Die Parteitagsdebatte nach dem Referat des Parteivorsitzenden ist insofern schiefgelaufen, weil sie sich ausschließlich auf die Personalfrage konzentrierte, anstatt die Breite der anzugreifenden Themen zu diskutieren. In diesem Zusammenhang müssen wir auch der Steuerreform und der damit verbundenen Forderung nach Umverteilung den richtigen Stellenwert geben. Natürlich ist eine Steuerreform, die mehr Gerechtigkeit bringt, absolut notwendig. Aber realistisch werden wir das über Jahre aufgebaute und tolerierte Defizit an Vermögenssteuern kurzfristig nicht korrigieren können. Selbst wenn die SPÖ eine absolute Mehrheit hätte, ginge das nicht mit einem Schlag.

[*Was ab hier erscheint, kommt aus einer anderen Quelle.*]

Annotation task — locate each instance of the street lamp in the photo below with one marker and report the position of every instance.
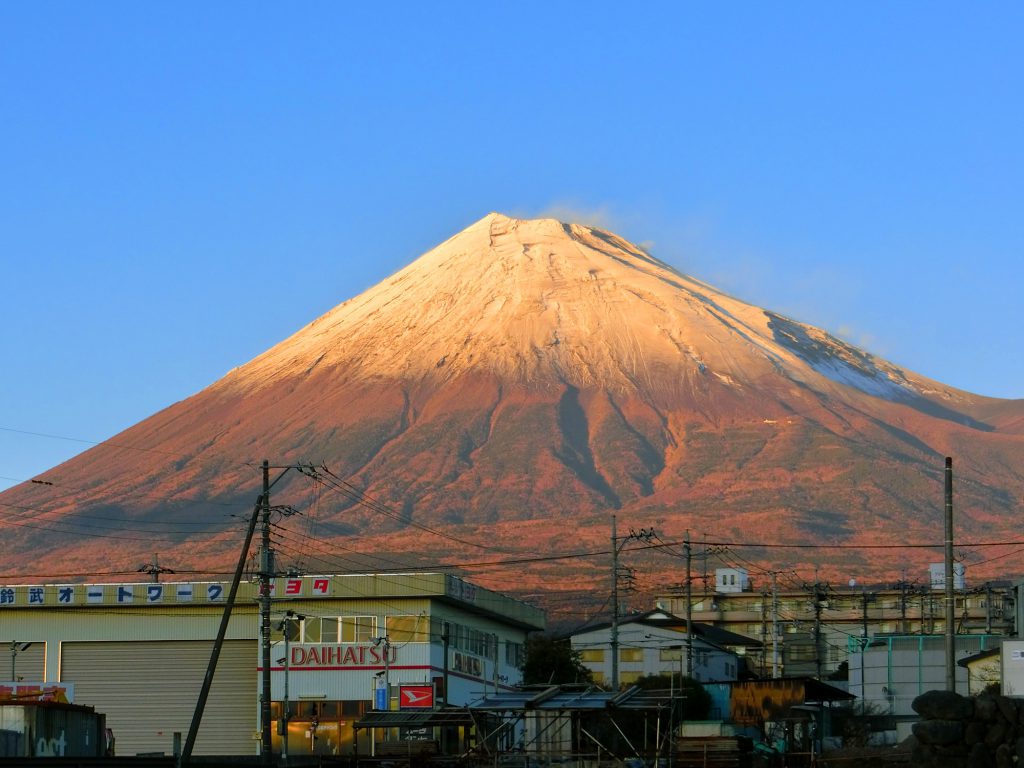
(378, 641)
(286, 710)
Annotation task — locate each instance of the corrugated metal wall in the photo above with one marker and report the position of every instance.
(147, 691)
(29, 664)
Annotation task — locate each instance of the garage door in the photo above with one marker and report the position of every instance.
(147, 691)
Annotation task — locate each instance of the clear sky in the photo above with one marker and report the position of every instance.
(184, 184)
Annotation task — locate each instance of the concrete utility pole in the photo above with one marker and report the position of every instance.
(950, 605)
(616, 546)
(614, 606)
(820, 592)
(265, 577)
(689, 606)
(864, 599)
(774, 625)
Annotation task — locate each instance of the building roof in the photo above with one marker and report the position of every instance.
(411, 719)
(576, 697)
(975, 657)
(664, 620)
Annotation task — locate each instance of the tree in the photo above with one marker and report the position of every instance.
(551, 660)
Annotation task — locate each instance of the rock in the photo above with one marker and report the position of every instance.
(985, 708)
(1008, 708)
(975, 732)
(943, 705)
(996, 734)
(939, 732)
(980, 757)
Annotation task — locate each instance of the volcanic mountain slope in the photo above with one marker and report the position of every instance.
(514, 387)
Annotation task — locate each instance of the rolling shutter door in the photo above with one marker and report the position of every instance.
(147, 690)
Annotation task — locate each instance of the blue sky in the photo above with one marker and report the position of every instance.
(185, 184)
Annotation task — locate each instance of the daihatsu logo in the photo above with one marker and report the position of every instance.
(416, 695)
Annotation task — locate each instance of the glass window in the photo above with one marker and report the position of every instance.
(310, 630)
(408, 630)
(358, 629)
(329, 630)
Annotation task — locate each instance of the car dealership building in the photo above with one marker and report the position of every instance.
(343, 645)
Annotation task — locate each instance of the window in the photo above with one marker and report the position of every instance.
(310, 630)
(408, 630)
(358, 629)
(631, 654)
(513, 653)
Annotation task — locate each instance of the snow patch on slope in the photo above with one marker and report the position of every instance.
(838, 360)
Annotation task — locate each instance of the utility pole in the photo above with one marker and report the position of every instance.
(988, 607)
(689, 606)
(774, 626)
(614, 607)
(864, 598)
(265, 577)
(950, 609)
(616, 545)
(819, 592)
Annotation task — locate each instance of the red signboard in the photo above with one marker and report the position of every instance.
(416, 696)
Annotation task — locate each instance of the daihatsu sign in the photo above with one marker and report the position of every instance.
(339, 656)
(416, 696)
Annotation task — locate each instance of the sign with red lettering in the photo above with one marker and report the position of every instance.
(416, 696)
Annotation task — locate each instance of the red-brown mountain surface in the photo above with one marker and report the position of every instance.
(503, 396)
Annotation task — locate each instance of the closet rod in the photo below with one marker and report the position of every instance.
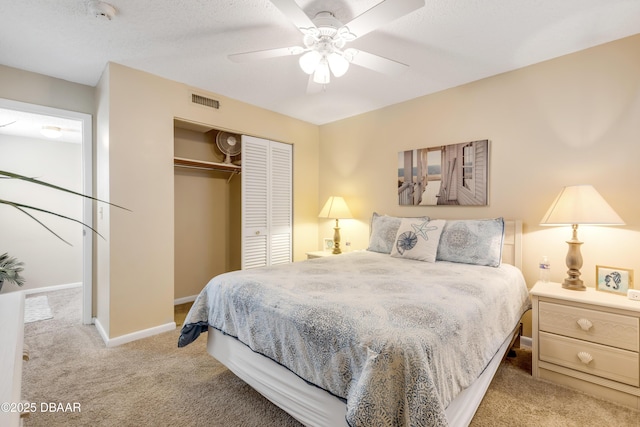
(199, 164)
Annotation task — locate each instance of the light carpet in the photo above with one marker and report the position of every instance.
(151, 382)
(36, 308)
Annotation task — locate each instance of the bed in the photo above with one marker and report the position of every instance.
(386, 336)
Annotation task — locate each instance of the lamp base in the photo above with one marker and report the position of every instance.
(336, 239)
(574, 262)
(574, 284)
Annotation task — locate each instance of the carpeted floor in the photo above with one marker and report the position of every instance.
(151, 382)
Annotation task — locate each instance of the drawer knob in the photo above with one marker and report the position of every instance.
(585, 357)
(585, 324)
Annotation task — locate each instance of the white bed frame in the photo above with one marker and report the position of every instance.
(315, 407)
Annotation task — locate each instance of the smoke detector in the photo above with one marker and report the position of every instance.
(100, 9)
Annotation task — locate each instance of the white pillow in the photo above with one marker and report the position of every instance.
(418, 239)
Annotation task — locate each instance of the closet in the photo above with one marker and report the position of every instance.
(266, 202)
(228, 216)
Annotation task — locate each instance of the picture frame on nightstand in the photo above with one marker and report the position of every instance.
(614, 279)
(328, 244)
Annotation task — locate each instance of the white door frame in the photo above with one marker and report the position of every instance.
(87, 188)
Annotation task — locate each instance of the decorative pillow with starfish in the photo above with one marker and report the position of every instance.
(418, 239)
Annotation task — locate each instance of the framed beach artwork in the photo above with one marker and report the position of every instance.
(613, 279)
(455, 174)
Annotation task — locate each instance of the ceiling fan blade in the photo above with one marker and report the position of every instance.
(266, 54)
(381, 14)
(378, 63)
(313, 87)
(292, 11)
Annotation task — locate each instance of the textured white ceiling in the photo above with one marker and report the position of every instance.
(446, 43)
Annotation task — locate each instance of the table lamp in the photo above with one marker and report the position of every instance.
(578, 204)
(335, 208)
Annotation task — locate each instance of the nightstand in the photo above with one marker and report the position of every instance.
(319, 254)
(587, 340)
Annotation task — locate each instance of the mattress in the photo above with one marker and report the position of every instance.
(394, 339)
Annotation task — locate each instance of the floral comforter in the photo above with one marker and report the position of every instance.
(397, 339)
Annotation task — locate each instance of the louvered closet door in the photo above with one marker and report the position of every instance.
(280, 203)
(266, 202)
(254, 201)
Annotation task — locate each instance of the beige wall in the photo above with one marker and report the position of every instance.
(38, 89)
(135, 161)
(571, 120)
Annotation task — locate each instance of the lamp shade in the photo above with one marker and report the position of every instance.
(580, 204)
(335, 208)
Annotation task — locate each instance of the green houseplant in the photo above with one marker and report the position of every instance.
(10, 267)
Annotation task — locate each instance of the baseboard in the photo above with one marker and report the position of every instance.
(52, 288)
(184, 300)
(123, 339)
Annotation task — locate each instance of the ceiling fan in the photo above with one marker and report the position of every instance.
(324, 39)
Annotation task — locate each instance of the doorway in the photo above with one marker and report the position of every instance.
(28, 120)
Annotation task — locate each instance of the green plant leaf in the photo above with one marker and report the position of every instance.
(11, 175)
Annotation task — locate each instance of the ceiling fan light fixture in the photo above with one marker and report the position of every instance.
(322, 74)
(310, 61)
(51, 131)
(338, 64)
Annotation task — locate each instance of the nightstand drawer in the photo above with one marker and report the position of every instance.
(607, 362)
(592, 325)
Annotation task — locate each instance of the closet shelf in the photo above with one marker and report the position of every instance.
(201, 164)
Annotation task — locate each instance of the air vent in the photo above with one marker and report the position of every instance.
(203, 100)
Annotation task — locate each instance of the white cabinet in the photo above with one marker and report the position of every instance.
(266, 202)
(587, 340)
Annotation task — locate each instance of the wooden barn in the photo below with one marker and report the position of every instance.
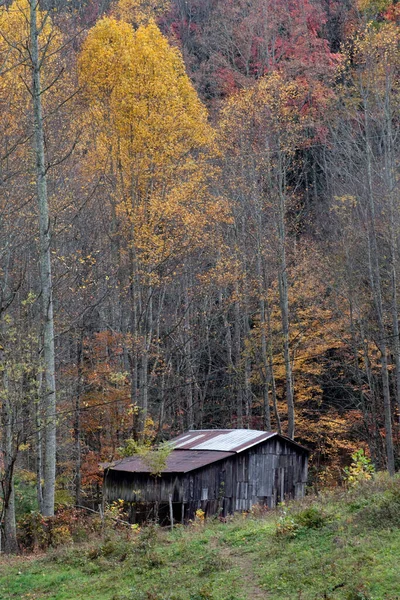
(218, 470)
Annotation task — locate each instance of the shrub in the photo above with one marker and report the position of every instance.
(311, 518)
(361, 469)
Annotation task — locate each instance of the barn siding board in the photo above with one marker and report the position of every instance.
(266, 473)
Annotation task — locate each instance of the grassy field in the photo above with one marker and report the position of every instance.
(343, 545)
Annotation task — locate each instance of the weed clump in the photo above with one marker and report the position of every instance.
(384, 512)
(290, 524)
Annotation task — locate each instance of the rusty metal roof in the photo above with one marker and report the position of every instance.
(181, 461)
(198, 448)
(225, 440)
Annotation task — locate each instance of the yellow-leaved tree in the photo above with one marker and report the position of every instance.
(150, 144)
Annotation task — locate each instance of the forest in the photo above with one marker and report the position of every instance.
(199, 228)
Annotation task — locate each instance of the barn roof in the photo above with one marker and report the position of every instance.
(226, 440)
(177, 462)
(198, 448)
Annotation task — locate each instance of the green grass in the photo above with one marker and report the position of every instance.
(340, 546)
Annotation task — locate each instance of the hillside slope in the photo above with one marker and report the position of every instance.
(342, 545)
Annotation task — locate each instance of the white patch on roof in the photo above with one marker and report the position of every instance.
(228, 442)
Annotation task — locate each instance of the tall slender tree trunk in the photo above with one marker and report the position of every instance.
(77, 420)
(8, 508)
(284, 301)
(376, 288)
(49, 387)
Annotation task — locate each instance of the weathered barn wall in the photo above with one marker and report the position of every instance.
(265, 474)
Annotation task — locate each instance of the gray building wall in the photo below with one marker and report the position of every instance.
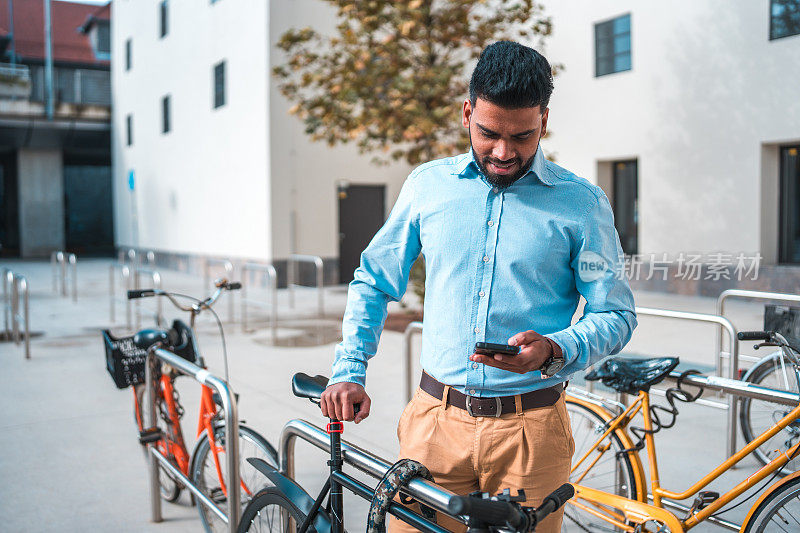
(41, 202)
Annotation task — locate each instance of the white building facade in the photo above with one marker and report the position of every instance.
(686, 113)
(692, 109)
(207, 160)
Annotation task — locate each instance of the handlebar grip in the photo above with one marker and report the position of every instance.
(488, 511)
(554, 501)
(754, 335)
(140, 293)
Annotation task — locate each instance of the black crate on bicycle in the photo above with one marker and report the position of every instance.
(125, 361)
(785, 320)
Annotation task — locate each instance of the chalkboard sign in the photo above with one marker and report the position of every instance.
(124, 361)
(785, 320)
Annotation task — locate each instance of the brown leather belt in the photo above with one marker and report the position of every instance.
(491, 406)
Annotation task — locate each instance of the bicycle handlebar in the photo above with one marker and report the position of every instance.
(495, 513)
(754, 335)
(490, 512)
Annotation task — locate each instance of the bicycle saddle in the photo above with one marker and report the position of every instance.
(305, 386)
(148, 337)
(632, 375)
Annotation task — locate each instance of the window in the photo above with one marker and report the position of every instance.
(612, 45)
(784, 18)
(162, 8)
(789, 233)
(219, 84)
(626, 204)
(165, 114)
(129, 130)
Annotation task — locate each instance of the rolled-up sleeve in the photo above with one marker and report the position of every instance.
(382, 276)
(609, 316)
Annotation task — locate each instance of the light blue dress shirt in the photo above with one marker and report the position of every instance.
(498, 261)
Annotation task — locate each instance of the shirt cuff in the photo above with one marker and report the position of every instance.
(349, 371)
(562, 341)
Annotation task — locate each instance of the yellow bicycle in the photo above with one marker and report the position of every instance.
(611, 492)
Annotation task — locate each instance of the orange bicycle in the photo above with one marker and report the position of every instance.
(611, 492)
(125, 361)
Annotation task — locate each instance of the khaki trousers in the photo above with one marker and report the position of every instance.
(530, 450)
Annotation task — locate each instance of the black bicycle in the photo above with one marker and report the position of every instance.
(287, 507)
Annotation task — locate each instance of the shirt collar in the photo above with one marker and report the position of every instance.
(468, 168)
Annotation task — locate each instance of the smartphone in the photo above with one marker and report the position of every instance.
(488, 348)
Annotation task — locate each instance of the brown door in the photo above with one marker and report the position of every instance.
(361, 215)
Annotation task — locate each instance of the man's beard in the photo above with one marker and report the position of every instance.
(501, 180)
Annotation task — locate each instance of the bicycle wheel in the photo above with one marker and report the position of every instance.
(270, 510)
(757, 416)
(170, 487)
(779, 512)
(204, 472)
(612, 472)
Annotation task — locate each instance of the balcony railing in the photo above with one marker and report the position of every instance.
(73, 86)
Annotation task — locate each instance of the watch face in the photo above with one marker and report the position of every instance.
(554, 366)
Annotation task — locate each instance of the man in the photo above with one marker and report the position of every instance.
(511, 241)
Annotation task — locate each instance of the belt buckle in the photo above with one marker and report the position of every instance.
(497, 402)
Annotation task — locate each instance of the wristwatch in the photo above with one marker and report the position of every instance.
(552, 365)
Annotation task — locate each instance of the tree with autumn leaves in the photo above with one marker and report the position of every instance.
(393, 75)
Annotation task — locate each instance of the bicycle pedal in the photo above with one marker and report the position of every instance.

Es ist auch eine Illusion, zu glauben, dass der Austritt aus der Koalition, falls die SPÖ nicht alle ihre Forderungen durchsetzen kann, die Situation der Partei und Erreichen ihrer Kernziele verbessern würde. Ich wüsste nicht, wie das geschehen sollte. Sollte das aus der Opposition heraus geschehen? Oder wollen jetzt auch die "Linken" eine Koalition mit der FPÖ? Weder die Personalfrage noch die Koalitionsfrage sind die für die Zukunft der österreichischen Sozialdemokratie entscheidenden Fragestellungen.

Es gibt andere Themen, auf die die SPÖ Antworten finden muss: Integration, prekäre Arbeitsverhältnisse oder die Reform des Bildungswesens. Das und viel mehr sollte im Zusammenhang mit der Überarbeitung des Parteiprogramms diskutiert werden. Und zwar nicht nur innerhalb der Partei, sondern weit darüber hinaus. (Hannes Swoboda, DER STANDARD, 4.12.2014)

Hannes Swoboda (68) war bis 2014 Mitglied des EU-Parlaments und zuletzt Vorsitzender der S&D-Fraktion dort.